Exercise‐Induced Modulation of Subthalamic Activity and Intra‐Nuclear Connectivity

ABSTRACT Treatments for Parkinson's disease (PD) include medications like levodopa, surgical interventions such as deep brain stimulation (DBS), and rehabilitative approaches like exercise. While levodopa and DBS effects on the subthalamic nucleus (STN) are well studied, how exercise modulates this circuitry is less clear. This study investigates the acute and long‐term effects of a monthlong motorized cycling intervention on STN activity, using local field potential (LFP) recordings from 29 electrodes placed in 18 STNs across nine PD patients (8/1 M/F; age 66.4 ± 9.7 years, UPDRS 20.7 ± 2.56). While the acute changes were minimal, the long‐term changes in LFP features were more pronounced in the dorsal STN compared with its ventral region.

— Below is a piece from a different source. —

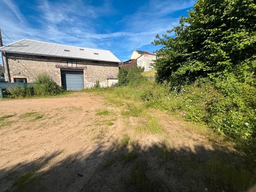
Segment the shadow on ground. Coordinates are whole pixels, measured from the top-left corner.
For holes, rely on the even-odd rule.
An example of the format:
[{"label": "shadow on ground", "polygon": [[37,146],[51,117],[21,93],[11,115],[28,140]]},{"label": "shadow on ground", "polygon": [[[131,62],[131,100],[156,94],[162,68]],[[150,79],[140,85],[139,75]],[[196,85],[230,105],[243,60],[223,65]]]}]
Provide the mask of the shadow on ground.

Repeated exercise sessions produced a progressive increase in total LFP power in the dorsal STN, driven by elevations in the aperiodic background; the ventral STN showed no significant change over the same interval. This aperiodic modulation parallels increases typically observed with levodopa or STN‐DBS, suggesting engagement of overlapping—but not identical—neuromodulatory mechanisms. To probe intra‐STN coupling, we quantified dorsal–ventral interactions using the imaginary part of coherency (iCOH) and the phase slope index (PSI). PSI values remained near zero (|PSI| < 0.05), indicating minimal directed coupling, whereas iCOH increased in the 24–29‐Hz range. Given the absence of connection and nonzero iCOH, we posited a shared upstream driver acting on both subregions. Using a statistical SSTr framework mathematically able to confirm the presence of this upstream “hidden” source.